We feel abandoned and betrayed by our government, say asbestos victims

Thu, Oct 13, 2011


OCTOBER 13, 2011

Medical doctors, health advocates and asbestos victims today appealed to federal Health Minister, Leona Aglukkaq, to take action on the increasing number of cases of asbestos-related disease occurring in Canada.

“Each of these cases represents terrible heartbreak and suffering for the person and their family,” said Heidi von Palleske, whose father and mother both died from mesothelioma from having been exposed to chrysotile asbestos from the Jeffrey mine (formerly the Johns Manville mine) in Quebec. “Victims of asbestos are demanding that the Minister of Health take action. We feel abandoned and betrayed by our government.”

“Shocking new figures, released by Statistics Canada, show a relentless rise in the number of Canadians with asbestos-related disease,” stated Dr Fernand Turcotte, professor emeritus of Public Health and Preventive Medicine, Laval Univeristy. “In the past 15 years, the number of new cases of mesothelioma – a deadly disease known only to be caused by asbestos – has almost doubled from 276 cases in 1992 to 512 cases in 2007, the latest year for which statistics are available. For each case of mesothelioma, it is conservatively estimated that there are two or more cases of lung cancer caused by asbestos. This means that, in 2007, over 1,536 Canadians became victims of deadly asbestos-related disease. This is a tragedy of colossal proportions. It is a tragedy that the Minister of Health must address,”

“We demand that Minister Aglukkaq stop hiding her head in the sand and start acting like a Minister of Health,” said Stacy Cattran, who lost her father to asbestos. “She should be protecting the health of Canadians, not protecting the asbestos industry.”

“What makes these numbers particularly tragic is that they should never have happened,” said Kathleen Ruff, senior human rights adviser, Rideau Institute. “We have known for decades that asbestos kills and all use of asbestos should end. But politics have trumped science and the asbestos industry, to this day, maintains a stranglehold over government policy.”

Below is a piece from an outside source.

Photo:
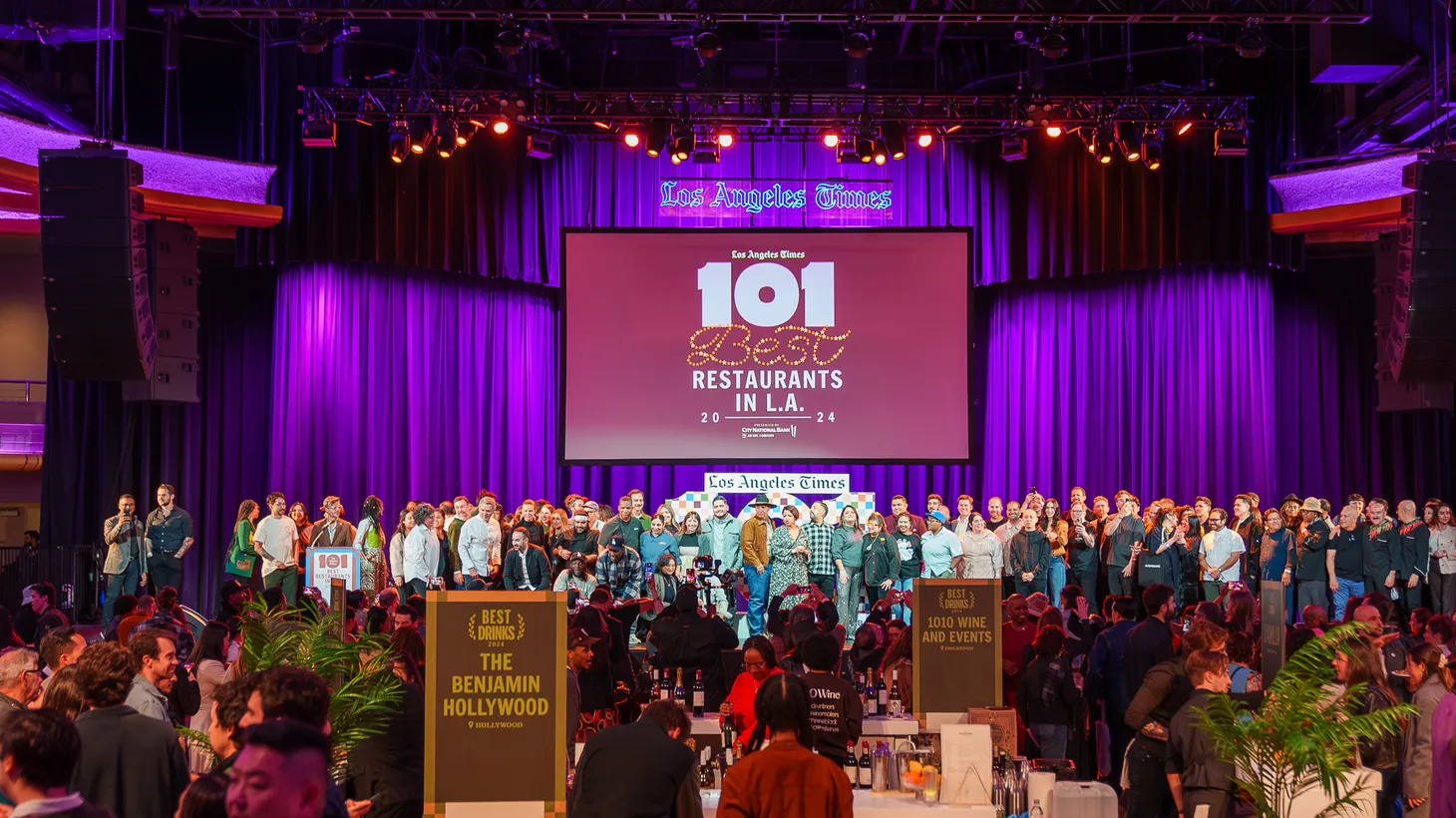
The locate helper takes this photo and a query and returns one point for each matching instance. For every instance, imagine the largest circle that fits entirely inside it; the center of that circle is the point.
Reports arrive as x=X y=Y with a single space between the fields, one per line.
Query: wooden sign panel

“The Canadian Cancer Society and Canada’s leading medical organisations have asked you take action to ban the use and export of asbestos, to prevent further asbestos harm to Canadians and to create sustainable, healthy jobs for the asbestos mining region,” said Dr Kapil Khatter, former president of the Canadian Association of Physicians for the Environment.

“Please listen to Canada’s medical experts and Canada’s asbestos victims,” said Cathy Conrad, whose father died earlier this year from mesothelioma. “Do the right thing for Canadians.”